Resilience & Mindset
- Lux Resilience

- 25. Apr.
- 4 Min. Lesezeit
Resilience is not a feel-good concept. It is the result of clearly measurable processes in neurobiology, psychophysiology, and the stress response. Those who want to perform in critical situations do not need motivation, but trained behavior under stress.
„We do not train feelings, we train behavior under stress..“

Stress is not the same as danger: why your body sometimes sabotages you
The brain primarily responds to perceived threat, not exclusively to objective danger (Hermans et al., 2014).
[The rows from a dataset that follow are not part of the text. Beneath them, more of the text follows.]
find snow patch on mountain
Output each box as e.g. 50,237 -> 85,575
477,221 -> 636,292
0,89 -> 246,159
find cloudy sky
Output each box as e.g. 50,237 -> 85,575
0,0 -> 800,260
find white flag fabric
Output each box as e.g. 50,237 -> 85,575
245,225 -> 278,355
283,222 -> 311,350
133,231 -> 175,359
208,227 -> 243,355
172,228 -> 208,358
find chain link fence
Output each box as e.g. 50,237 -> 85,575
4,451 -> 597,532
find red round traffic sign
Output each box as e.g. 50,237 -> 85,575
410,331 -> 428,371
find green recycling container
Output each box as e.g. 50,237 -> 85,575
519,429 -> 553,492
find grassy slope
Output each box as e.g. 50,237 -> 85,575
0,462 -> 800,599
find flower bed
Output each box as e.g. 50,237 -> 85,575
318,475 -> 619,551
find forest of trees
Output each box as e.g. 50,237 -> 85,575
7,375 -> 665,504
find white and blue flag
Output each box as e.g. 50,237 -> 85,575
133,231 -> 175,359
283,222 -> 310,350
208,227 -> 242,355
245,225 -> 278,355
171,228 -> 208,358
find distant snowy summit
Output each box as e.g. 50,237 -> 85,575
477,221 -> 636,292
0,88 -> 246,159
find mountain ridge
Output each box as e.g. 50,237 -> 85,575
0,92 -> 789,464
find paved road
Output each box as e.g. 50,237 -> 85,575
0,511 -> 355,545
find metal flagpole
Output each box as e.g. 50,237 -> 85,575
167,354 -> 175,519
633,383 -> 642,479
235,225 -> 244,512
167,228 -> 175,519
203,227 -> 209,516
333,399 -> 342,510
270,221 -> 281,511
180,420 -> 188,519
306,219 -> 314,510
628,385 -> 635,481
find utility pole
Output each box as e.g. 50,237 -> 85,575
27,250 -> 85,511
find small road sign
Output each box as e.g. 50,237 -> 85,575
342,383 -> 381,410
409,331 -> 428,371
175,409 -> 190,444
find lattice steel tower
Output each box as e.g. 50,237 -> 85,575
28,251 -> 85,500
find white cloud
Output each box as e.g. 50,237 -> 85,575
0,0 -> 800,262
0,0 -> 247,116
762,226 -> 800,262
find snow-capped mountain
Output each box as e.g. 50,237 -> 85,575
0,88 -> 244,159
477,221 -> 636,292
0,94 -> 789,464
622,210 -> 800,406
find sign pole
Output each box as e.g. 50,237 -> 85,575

This appraisal activates stress systems within milliseconds, particularly the sympathetic nervous system and the HPA axis (McEwen & Akil, 2020).
The physiological stress response leads to:
increased heart rate and alertness (Laborde et al., 2017)
release of cortisol and adrenaline (McEwen & Akil, 2020)
prioritisation of survival-relevant processes
Under high stress load, performance measurably declines:
attentional narrowing (tunnel vision) reduces environmental awareness (Nieuwenhuys & Oudejans, 2017)
motor precision decreases, especially in complex actions (Vickers & Williams, 2017)
decision quality significantly deteriorates under stress (Starcke & Brand, 2016)
Consequence: actions that are not automated often break down under stress.
„Behavior under stress is trainable – emotions are byproducts“: LuxResilience Kurse
Why people freeze in critical situations
Alongside “fight” and “flight,” the freeze response is a central component of the human stress response (Roelofs, 2017).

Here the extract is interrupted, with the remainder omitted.